Pill and Sow Bug Control

In the spring and summer, these creatures sometimes migrate by the thousands, marching toward and into your house. No one knows for sure what causes these migrations. The best guess is that it's a combination of temperature and humidity. Millipedes and their kin like secluded damp areas where they can feed on decaying plant material. But too much or too little moisture in their environment can make them leave these areas in huge numbers.

When the rain falls, they emerge from the compost you've lovingly spread around your garden. For the most part, pill bugs are harmless and can even beneficial. They break down organic matter into smaller bits. The problems start when they start munching on seedings or a red ripe strawberry. Protect seedlings with a little diatomaceous earth or a bit of drinking straw split and wrapped around the stems.

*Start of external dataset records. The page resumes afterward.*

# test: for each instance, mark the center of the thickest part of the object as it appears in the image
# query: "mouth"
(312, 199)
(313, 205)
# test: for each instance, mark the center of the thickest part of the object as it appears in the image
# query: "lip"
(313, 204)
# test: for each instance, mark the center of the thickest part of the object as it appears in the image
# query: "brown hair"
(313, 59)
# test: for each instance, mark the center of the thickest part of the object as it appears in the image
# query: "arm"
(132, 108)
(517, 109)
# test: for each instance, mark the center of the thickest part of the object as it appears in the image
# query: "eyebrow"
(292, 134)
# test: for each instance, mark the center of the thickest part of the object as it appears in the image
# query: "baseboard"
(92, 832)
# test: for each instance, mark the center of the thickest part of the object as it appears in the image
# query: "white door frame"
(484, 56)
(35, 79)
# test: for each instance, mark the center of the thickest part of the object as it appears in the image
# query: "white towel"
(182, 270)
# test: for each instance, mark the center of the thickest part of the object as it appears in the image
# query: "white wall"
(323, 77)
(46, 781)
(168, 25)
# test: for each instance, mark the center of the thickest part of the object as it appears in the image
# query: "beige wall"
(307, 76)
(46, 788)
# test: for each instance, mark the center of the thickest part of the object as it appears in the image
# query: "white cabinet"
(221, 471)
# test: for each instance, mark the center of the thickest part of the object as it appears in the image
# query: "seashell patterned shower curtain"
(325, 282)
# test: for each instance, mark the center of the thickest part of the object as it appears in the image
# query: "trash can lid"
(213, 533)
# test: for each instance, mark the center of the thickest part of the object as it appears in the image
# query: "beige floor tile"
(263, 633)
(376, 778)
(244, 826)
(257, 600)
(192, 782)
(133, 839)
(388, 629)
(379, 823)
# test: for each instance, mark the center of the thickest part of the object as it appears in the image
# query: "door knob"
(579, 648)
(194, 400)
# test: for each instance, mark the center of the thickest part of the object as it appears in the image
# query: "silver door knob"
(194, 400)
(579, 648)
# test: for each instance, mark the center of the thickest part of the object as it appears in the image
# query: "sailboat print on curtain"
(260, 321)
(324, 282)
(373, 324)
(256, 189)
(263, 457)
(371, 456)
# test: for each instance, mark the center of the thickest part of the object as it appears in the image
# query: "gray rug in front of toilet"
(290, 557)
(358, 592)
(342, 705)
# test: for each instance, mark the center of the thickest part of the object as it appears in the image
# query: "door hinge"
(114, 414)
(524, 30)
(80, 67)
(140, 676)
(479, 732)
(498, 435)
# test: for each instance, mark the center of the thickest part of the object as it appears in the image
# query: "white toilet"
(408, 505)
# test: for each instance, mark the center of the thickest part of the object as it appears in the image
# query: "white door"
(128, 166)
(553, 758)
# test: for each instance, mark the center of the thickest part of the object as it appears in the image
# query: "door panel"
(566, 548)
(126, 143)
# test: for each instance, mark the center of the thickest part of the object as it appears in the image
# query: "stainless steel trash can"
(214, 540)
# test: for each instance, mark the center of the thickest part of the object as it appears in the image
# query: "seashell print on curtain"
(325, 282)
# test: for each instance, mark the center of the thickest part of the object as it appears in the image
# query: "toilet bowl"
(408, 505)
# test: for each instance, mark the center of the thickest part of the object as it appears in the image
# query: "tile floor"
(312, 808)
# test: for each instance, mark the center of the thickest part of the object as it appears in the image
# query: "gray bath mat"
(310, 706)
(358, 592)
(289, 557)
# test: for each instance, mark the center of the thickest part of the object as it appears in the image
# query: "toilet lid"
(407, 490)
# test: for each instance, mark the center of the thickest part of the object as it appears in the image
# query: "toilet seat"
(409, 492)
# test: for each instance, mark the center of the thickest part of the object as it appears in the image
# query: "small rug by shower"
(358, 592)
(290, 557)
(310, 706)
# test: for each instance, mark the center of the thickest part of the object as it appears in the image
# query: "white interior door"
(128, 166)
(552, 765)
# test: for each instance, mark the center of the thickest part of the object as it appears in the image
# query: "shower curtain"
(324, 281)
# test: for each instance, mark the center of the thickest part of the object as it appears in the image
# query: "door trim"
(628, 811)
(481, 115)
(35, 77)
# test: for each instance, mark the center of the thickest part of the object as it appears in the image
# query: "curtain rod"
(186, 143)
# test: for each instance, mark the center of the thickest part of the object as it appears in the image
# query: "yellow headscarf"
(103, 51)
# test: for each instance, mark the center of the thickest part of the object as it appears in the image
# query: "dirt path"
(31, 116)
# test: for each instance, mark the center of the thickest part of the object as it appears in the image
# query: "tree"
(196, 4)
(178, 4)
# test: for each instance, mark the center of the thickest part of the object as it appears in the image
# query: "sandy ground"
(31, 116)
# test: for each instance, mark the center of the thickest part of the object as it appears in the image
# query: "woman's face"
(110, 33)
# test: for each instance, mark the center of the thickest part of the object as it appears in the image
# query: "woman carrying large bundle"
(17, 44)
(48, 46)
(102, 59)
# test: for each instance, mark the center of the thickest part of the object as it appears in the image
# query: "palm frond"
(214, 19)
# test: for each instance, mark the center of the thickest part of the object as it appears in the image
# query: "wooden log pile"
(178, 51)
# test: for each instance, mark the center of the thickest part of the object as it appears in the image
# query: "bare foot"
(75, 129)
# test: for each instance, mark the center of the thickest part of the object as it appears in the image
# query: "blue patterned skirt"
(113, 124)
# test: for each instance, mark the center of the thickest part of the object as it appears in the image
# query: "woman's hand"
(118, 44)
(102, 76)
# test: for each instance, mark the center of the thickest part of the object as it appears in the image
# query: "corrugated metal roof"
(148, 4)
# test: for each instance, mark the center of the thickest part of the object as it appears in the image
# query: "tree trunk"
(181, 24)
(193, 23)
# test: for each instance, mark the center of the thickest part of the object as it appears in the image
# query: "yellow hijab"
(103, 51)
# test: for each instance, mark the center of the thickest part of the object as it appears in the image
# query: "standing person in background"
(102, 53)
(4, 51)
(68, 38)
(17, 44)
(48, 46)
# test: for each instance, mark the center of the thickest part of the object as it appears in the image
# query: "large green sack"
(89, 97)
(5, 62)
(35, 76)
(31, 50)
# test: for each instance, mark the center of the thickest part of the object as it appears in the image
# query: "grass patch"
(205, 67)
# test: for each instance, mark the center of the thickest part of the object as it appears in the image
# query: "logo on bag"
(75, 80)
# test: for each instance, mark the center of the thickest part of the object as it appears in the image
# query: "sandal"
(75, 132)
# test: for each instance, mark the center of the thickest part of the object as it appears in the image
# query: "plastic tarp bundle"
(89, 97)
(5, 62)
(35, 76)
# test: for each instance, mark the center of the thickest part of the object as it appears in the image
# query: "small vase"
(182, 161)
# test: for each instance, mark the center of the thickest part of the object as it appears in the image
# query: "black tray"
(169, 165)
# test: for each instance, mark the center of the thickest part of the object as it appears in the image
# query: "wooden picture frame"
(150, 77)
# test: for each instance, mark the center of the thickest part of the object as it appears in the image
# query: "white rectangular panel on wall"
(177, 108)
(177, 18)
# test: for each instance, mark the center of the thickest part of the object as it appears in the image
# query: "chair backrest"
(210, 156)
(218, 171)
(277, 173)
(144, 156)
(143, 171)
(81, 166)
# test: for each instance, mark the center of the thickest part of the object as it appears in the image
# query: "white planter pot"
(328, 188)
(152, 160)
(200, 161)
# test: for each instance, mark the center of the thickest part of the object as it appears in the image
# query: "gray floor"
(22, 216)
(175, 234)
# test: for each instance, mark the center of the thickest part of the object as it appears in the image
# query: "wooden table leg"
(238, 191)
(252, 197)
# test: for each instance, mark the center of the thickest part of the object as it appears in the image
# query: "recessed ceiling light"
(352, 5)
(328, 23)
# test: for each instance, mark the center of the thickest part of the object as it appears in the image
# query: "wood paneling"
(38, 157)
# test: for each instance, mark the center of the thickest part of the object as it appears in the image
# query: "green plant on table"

Natural predators include frogs, newts, toads and small mammals which live and hunt at night in the moist areas where the Pill Bugs live. Sometimes as they moult, when they are still soft, they can be eaten by their own kind. Another main enemy is a spider which dispatches them with venom before devouring the contents of their body.

Removing plant debris to discourage them is all that is required in most gardens. But the valuable contribution they make to the decomposition process in vegetable matter means that unless they are a direct threat to seedlings or crops, they should be left well alone. In the commercial setting they can be controlled by soil sterilization with steam or methyl bromide .

You can also effectively trap pill bugs using a half of a cantaloupe that's placed upside down where pill bugs are a problem.